«LES ARMES NUCLÉAIRES SONT ILLÉGALES!» – LA TRIBUNE DE JEAN-MARIE COLLIN

« La France, en refusant catégoriquement le TIAN, est à contre-courant de l’histoire »

Les faits – Jean-Marie Collin, co-porte-parole de ICAN France, Campagne internationale pour abolir les armes nucléaires. L’ICAN a obtenu le prix Nobel de la paix en 2017.

Le traité sur l’interdiction des armes nucléaires (TIAN), adopté aux Nations unies le 7 juillet 2017, vient de franchir, ce 24 octobre 2020, une nouvelle étape permettant son entrée en vigueur le 22 janvier 2021. Désormais, selon le droit international, les armes nucléaires sont illégales. Samedi 24 octobre, le Honduras a en effet été le cinquantième État à ratifier ce texte, le seuil exigé pour qu’il puisse entrer en vigueur trois mois plus tard.

Nous sommes au-delà du symbole comme ces opposants voudraient le faire croire. Sinon, pourquoi la France, main dans la main avec la Russie, la Chine, les États-Unis et le Royaume-Uni, se serait acharnée à tenter de faire capoter cette initiative ? Ce traité pose un problème à ces États qui se disent « responsables », car il va bien avoir des effets politiques, diplomatiques, juridiques, stratégiques et financiers contre ceux qui possèdent des armes nucléaires, ou qui soutiennent une politique de dissuasion nucléaire.

Il eut été illogique d’interdire la production, sans interdire les actions de financement et d’investissement qui la permettent ! Le désinvestissement est donc un élément clé du traité

Ce traité repose sur un régime de vérification fortement influencé par le traité de non-prolifération nucléaire.
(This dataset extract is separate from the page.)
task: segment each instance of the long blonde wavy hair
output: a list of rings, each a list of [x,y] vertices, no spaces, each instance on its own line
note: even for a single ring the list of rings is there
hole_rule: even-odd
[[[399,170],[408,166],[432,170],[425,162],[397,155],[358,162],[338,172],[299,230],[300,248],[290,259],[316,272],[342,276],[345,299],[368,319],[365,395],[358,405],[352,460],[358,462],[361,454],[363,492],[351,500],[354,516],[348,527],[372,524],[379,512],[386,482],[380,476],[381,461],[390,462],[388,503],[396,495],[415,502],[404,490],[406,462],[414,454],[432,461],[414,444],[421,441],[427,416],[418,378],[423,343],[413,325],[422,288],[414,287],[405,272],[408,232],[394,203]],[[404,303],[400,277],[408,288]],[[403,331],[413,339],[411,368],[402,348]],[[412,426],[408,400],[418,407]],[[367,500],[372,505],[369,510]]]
Il va interdire toutes les activités liées aux armes nucléaires : production, possession, usage, transfert, menace d’emploi (soit la politique de dissuasion) et le financement des systèmes d’armes nucléaires. Il eut été illogique d’interdire la production, sans interdire les actions de financement et d’investissement qui permettent cette production ! Le désinvestissement est donc un élément clé du traité.
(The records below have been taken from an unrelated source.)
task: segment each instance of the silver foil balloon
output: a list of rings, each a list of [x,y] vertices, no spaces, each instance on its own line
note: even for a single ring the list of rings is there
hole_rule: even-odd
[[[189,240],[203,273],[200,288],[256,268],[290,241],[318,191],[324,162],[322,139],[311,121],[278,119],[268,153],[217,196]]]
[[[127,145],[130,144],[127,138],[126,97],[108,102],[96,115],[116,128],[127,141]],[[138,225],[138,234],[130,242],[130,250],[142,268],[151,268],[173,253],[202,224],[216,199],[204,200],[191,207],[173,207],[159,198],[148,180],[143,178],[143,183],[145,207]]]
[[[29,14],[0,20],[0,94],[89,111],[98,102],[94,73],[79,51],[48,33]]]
Stigmatiser. Le président Macron l’a bien compris, car il a intimé aux acteurs publics ou privés de ne pas se soumettre à cette nouvelle obligation internationale lors de son discours sur la dissuasion (février 2020). Mais les acteurs privés s’interrogent sur les conséquences de cette nouvelle norme. De nombreuses grandes banques et fonds de pensions ont déjà engagé une politique de désinvestissement (Japon, Norvège, Allemagne, Belgique) preuve d’un véritable intérêt économique…
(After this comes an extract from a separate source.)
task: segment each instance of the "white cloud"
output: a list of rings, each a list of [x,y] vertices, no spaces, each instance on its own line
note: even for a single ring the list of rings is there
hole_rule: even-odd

Les États membres du traité vont donc renforcer leur action de désarmement nucléaire, de lutte contre la prolifération, engager des actions sur les environnements pollués par les essais et assurer aux populations victimes de ces essais une assistance sanitaire. Ainsi, les interdictions, les obligations et les effets de ce traité permettront de stigmatiser les promoteurs de la dissuasion nucléaire avec l’objectif de les rallier au TIAN.

La France, en refusant catégoriquement le TIAN, est à contre-courant de l’histoire. Non seulement le président Macron a reculé dans les éléments de langage (instauré depuis 2015 par le président Hollande) en ne se prononçant pas « pour un monde sans armes nucléaires quand le contexte stratégique le permettra », mais en plus, il appelle à une promotion de la bombe via l’initiative européenne d’intervention et à la réalisation d’exercice nucléaire avec les partenaires européens.

Désormais, c’est aux parlementaires d’être du bon côté de l’Histoire en jouant leur rôle de chambre de contrôle et de proposition et non de chambre d’enregistrement. Car, la dynamique engagée en 2017 ne va pas s’arrêter : de nouveaux États vont ratifier dans les mois à venir et renforcer d’autant la force de cette nouvelle norme du droit international.